Read

`scan_readstat(path, **kwargs)`

Returns a Polars LazyFrame for SAS, Stata, and SPSS files.

Key parameters:

Parameter	Default	Notes
`preserve_order`	`False`	Preserve row order or expose a row index (see below).
`missing_string_as_null`	`False`	Convert empty strings to `null`.
`value_labels_as_strings`	`False`	For labeled numeric columns, return label strings.
`schema_overrides`	`None`	Dict of `{column: polars_dtype}`.
`batch_size`	`100_000`	Rows per internal chunk during collect.
`informative_nulls`	`None`	Capture user-defined missing indicators.
`threads`	`None`	Defaults to the Polars thread pool size.
`compress`	`None`	Optional type compression after scan.

Compression options

compress accepts:

True: enable all read-side compression transforms
False / None: disable read-side compression
a CompressOptions object
a plain dict with the same fields

This is read-side type compression (not the Stata writer compress flag).

Fields:

Field	Default	Description
`enabled`	`False`	Enable compression after scan.
`cols`	`None`	Restrict compression to a list of column names.
`compress_numeric`	`False`	Downcast numeric types where safe.
`datetime_to_date`	`False`	Convert datetime columns to date when possible.
`string_to_numeric`	`False`	Convert strings to numeric when safe.
`infer_compress_length`	`None`	Limit compression inference to the first N rows.

Informative Nulls

SAS, Stata, and SPSS files support user-defined missing value codes (SAS .A–.Z, Stata .a–.z, SPSS discrete/range missings). By default these are read as null.

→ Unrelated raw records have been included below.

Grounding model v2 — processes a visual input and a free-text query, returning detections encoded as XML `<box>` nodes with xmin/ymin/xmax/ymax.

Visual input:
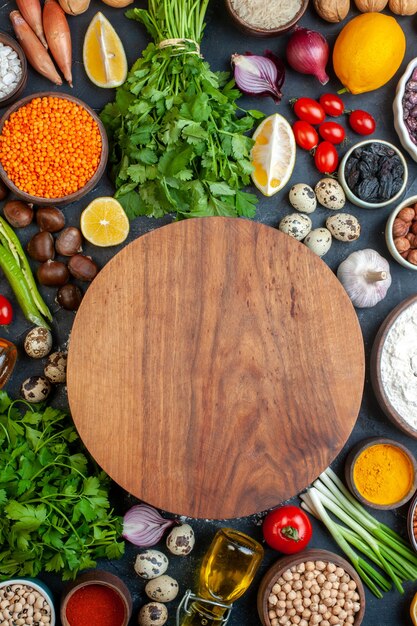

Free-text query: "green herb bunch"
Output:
<box><xmin>0</xmin><ymin>391</ymin><xmax>124</xmax><ymax>580</ymax></box>
<box><xmin>101</xmin><ymin>0</ymin><xmax>263</xmax><ymax>218</ymax></box>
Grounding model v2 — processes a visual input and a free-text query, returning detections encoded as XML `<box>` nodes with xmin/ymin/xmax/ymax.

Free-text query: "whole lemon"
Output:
<box><xmin>333</xmin><ymin>13</ymin><xmax>406</xmax><ymax>93</ymax></box>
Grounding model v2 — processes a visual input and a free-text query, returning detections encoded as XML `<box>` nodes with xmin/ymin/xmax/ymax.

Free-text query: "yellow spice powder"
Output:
<box><xmin>353</xmin><ymin>443</ymin><xmax>414</xmax><ymax>505</ymax></box>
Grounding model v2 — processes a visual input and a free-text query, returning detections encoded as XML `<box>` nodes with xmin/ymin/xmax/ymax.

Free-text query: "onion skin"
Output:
<box><xmin>10</xmin><ymin>11</ymin><xmax>62</xmax><ymax>85</ymax></box>
<box><xmin>16</xmin><ymin>0</ymin><xmax>48</xmax><ymax>48</ymax></box>
<box><xmin>43</xmin><ymin>0</ymin><xmax>72</xmax><ymax>87</ymax></box>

Use informative_nulls to capture the missing-value indicator alongside the data value.

from polars_readstat import scan_readstat, InformativeNullOpts

lf = scan_readstat(
    "file.dta",
    informative_nulls=InformativeNullOpts(columns="all"),
)

informative_nulls accepts either an InformativeNullOpts dataclass or a plain dict. The default indicator suffix is _null (used in separate_column mode).

Modes

Mode	Description
`"separate_column"` (default)	Adds a parallel `String` column `<col><suffix>` after each tracked column.
`"struct"`	Wraps each `(value, indicator)` pair into a `Struct` column.
`"merged_string"`	Merges into a single `String` column (value as string, or the indicator code).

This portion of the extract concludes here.